L'expression de MdLNC610 a été induite par une forte lumière et était positivement corrélée avec MdACO1, un gène clé de la biosynthèse de l'éthylène.
L'overexpression de MdLNC610 a entraîné des niveaux plus élevés d'éthylène et une coloration rouge accentuée, tandis que le silence a supprimé la pigmentation.
Les données Hi-C ont confirmé l'association physique entre MdLNC610 et MdACO1, suggérant un mécanisme de régulation cis ou trans.
Validation fonctionnelle de l'lncRNA MdLNC610 : La surexpression favorise la production d'éthylène et l'accumulation d'anthocyanines, tandis que le silençage supprime la coloration des fruits de pomme dans des conditions de forte luminosité.
4. Conclusions
Ce cas démontre que Séquençage de lncRNA à longueur complète par nanopore et transcriptomique intégrative peut identifier de nouveaux lncARN régulateurs comme MdLNC610, qui médiatisent des traits physiologiques clés tels que la coloration de l'écorce de pomme. En capturant des isoformes complètes et en résolvant les schémas d'expression, le séquençage à lecture longue fournit des informations cruciales sur les réseaux régulateurs ARN non codants – ARNm.
Références:
- Kyle Palos, et al. Identification et annotation fonctionnelle des longs ARN non codants intergéniques dans les Brassicacées. Cellule Végétale, 2022.

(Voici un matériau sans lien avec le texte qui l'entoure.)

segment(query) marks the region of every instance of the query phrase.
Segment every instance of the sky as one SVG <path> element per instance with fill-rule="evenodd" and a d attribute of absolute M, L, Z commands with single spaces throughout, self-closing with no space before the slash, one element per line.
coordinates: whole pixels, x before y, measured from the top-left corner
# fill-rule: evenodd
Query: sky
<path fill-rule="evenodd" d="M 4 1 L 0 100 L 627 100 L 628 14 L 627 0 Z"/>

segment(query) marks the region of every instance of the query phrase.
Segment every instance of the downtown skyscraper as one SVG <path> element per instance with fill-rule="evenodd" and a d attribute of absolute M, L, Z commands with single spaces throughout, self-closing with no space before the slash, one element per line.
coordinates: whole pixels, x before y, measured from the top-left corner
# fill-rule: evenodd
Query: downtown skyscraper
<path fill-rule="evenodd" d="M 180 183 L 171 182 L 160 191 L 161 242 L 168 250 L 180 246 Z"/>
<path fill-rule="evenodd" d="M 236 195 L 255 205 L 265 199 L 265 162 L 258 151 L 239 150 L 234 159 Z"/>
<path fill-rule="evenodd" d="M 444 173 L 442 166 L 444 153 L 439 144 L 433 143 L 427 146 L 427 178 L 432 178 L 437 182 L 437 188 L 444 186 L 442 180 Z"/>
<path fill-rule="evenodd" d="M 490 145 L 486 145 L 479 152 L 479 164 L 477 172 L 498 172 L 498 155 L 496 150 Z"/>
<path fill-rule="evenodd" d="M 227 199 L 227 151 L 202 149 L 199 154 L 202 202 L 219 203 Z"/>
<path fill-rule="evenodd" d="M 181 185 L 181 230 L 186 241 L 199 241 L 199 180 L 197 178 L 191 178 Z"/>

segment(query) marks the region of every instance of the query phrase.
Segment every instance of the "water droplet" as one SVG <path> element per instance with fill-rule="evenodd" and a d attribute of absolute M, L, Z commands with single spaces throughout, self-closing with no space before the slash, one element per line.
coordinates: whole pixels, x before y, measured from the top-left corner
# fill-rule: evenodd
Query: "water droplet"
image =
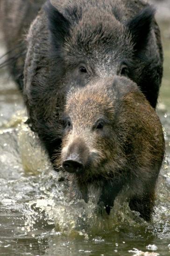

- Li N, et al. Un nouvel lncRNA trans-agissant de l'ACTG1 qui induit le remodelage des follicules ovariens.Journal International des Macromolécules Biologiques. 2023
- Yu J, Qiu K, Sun W, et al. Un long ARN non codant fonctionne dans l'accumulation d'anthocyanines induite par la lumière chez la pomme en activant la synthèse de l'éthylène.Physiologie végétale, 2022.
- Lan Z, et al. L'interaction entre lncrna snhg6 et hnrnpa1 contribue à la croissance du cancer colorectal en améliorant la glycolyse aérobie grâce à la régulation du splicing alternatif de PKM.Frontières en oncologie, 2020.
- Cao M X, et al. Identification d'un biomarqueur potentiel de long ARN non codant des composés mercuriels dans les embryons de poisson zèbre.Recherche chimique en toxicologie, 2019.